Бесовщина тешила в ГУЛАГе
Ненависть свою в двадцатый век,
Всё живое обратя в концлагерь,
"Где так вольно дышит человек".

А Поэт - он лучшее в народе,
Он душа, а может, даже Дух!
Потому бесовское отродье
Душит одного его за двух.

Кто-то гнётся под напором силы,
Кто-то ломится, как тополь в ураган,
Ну, а кто-то, напрягая жилы,
Всё не падает, назло своим врагам...

Все мы разные, и дело-то не в рвенье...
Осуждать кого-то не берусь...
Памятник кому, кому забвенье -
Пусть решит моя святая Русь!

      *     *     *

Но вернёмся к нашему Поэту,
Что прошёл всё и не доносил,
Для себя усвоив только это:
Тут не верь, не бойся, не проси...

В лагерях свой быт, свои законы,
Там свой кодекс чести и мораль...
И он нёс свой тяжкий крест без стона,
Запечатав наглухо печаль.

Двадцать пять!

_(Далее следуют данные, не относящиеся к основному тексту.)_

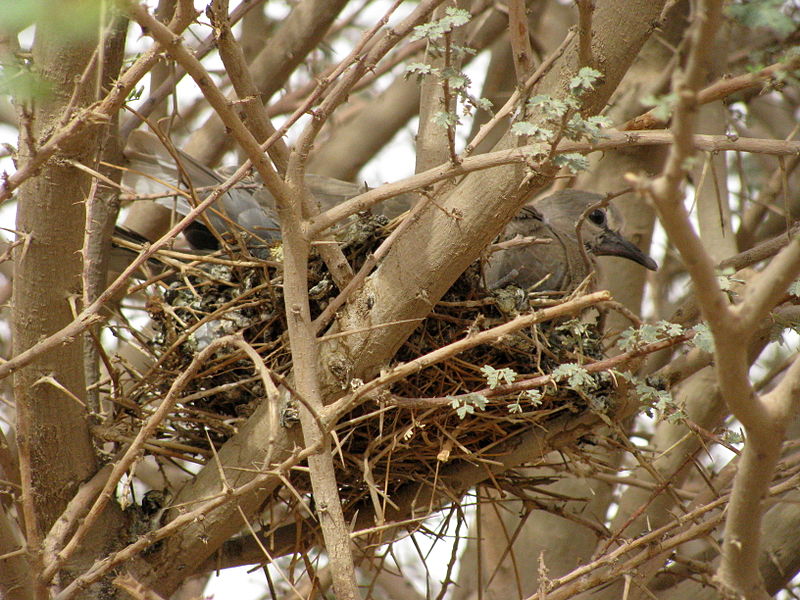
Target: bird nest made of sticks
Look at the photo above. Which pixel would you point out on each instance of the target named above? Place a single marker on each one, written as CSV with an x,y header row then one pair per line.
x,y
432,416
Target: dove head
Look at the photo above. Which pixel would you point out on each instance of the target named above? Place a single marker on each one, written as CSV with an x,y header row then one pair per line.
x,y
600,229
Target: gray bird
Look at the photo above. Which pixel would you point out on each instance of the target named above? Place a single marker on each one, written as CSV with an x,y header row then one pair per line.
x,y
153,171
560,265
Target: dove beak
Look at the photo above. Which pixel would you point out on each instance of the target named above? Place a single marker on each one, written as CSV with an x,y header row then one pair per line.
x,y
613,244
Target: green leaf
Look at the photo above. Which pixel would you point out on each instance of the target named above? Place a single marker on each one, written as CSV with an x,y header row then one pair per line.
x,y
794,289
584,81
466,405
703,338
575,375
495,377
572,161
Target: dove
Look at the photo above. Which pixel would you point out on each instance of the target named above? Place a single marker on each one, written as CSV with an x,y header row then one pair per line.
x,y
560,265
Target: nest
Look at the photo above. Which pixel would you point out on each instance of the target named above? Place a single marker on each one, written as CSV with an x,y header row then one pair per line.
x,y
425,420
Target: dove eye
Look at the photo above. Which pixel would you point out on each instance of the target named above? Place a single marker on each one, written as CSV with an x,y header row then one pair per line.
x,y
598,217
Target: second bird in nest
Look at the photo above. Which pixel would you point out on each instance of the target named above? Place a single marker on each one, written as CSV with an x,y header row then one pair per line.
x,y
559,265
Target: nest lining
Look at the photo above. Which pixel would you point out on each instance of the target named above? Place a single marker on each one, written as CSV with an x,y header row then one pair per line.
x,y
398,440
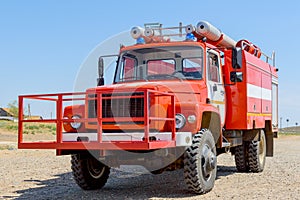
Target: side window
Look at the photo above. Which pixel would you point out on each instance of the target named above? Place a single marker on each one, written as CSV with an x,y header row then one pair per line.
x,y
192,67
213,68
128,66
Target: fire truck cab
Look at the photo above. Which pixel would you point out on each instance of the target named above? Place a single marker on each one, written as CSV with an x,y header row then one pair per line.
x,y
172,105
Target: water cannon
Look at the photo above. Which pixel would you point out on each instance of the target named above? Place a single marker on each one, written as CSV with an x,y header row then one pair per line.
x,y
205,29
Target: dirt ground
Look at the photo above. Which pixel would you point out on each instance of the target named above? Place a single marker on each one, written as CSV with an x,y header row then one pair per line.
x,y
39,174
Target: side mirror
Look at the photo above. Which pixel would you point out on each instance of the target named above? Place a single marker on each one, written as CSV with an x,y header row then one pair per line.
x,y
100,80
236,77
236,58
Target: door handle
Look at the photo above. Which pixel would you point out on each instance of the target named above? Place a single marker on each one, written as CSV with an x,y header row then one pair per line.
x,y
215,88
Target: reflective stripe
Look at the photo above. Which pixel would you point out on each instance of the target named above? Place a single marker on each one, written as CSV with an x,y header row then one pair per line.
x,y
258,92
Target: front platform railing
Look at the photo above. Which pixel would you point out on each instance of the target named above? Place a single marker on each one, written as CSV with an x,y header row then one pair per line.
x,y
60,99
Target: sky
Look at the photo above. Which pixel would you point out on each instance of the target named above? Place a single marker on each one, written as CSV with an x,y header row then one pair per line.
x,y
45,44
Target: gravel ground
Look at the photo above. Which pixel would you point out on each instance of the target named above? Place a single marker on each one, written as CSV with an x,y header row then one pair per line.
x,y
39,174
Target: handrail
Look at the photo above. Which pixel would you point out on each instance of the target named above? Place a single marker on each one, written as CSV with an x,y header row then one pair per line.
x,y
59,99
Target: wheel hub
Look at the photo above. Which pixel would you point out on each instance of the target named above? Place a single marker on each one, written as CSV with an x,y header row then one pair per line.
x,y
209,161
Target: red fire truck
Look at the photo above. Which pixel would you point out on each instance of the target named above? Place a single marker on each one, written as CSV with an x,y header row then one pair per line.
x,y
173,104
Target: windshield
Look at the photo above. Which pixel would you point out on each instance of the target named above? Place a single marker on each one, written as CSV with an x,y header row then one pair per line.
x,y
157,63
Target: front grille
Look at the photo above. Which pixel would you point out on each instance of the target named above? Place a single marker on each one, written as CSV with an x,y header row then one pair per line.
x,y
129,106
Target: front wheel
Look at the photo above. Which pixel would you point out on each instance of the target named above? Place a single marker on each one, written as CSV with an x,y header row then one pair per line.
x,y
88,172
200,163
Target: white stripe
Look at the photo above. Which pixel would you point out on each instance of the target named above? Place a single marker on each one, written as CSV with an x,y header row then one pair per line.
x,y
258,92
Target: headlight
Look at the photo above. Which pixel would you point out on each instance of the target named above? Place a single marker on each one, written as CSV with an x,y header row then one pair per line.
x,y
76,125
180,121
191,119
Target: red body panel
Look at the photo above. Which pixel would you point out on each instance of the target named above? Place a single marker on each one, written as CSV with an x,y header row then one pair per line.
x,y
249,103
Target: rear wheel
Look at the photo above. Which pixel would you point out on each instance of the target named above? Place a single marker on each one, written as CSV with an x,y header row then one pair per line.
x,y
240,157
257,153
200,163
88,172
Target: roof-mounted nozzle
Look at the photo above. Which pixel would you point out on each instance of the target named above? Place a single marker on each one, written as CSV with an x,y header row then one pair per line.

Подумать даже страшно!
Я б не выдюжил, сгорел - кишка тонка!
Ну, а он не сдался в рукопашной
И дождался вольного звонка.

С крашеным фанерным чемоданом
Вышел он из лагерных ворот
Где-то недалече Магадана,
Оттрубив свой двадцать пятый год.

Нет, наверное, суровее природы!
Там всю жизнь морозно и бело...
Полстраны узнало в эти годы,
Что такое тачка и кайло.

Он вернулся из седьмого круга
Прочь от магаданской синевы,
И купил вполне приличный угол
За сто километров от Москвы.

Мы с ним раз лишь только посидели
В этом домике на берегу реки.
Были молоды, а нынче поседели,
И душой, и телом - старики...

Он читал по памяти поэмы
Северных своих, суровых лет!
Непридуманные лагерные темы
Мне читал по памяти Поэт...

А наутро он не встал с постели,
Врач развёл руками - я не Бог!..
Всё он сдюжил - годы и метели,
А свободы сдюжить вот не смог...

Нет на свете горшего несчастья,
Чем терять друзей, обретши вдруг...
В путь последний отправлялся Мастер -
С юных лет единственный мой друг!

Сердце разрывается от боли,
Но я твёрдо знаю, не виня -
Кто-то отпустил его на волю,
Как в свой час отпустит и меня.

И в тот час раздвинутся пределы,
И он весело помашет мне рукой,
Снова юный, снова загорелый:
"Здравствуй, брат! Айда скорей домой!"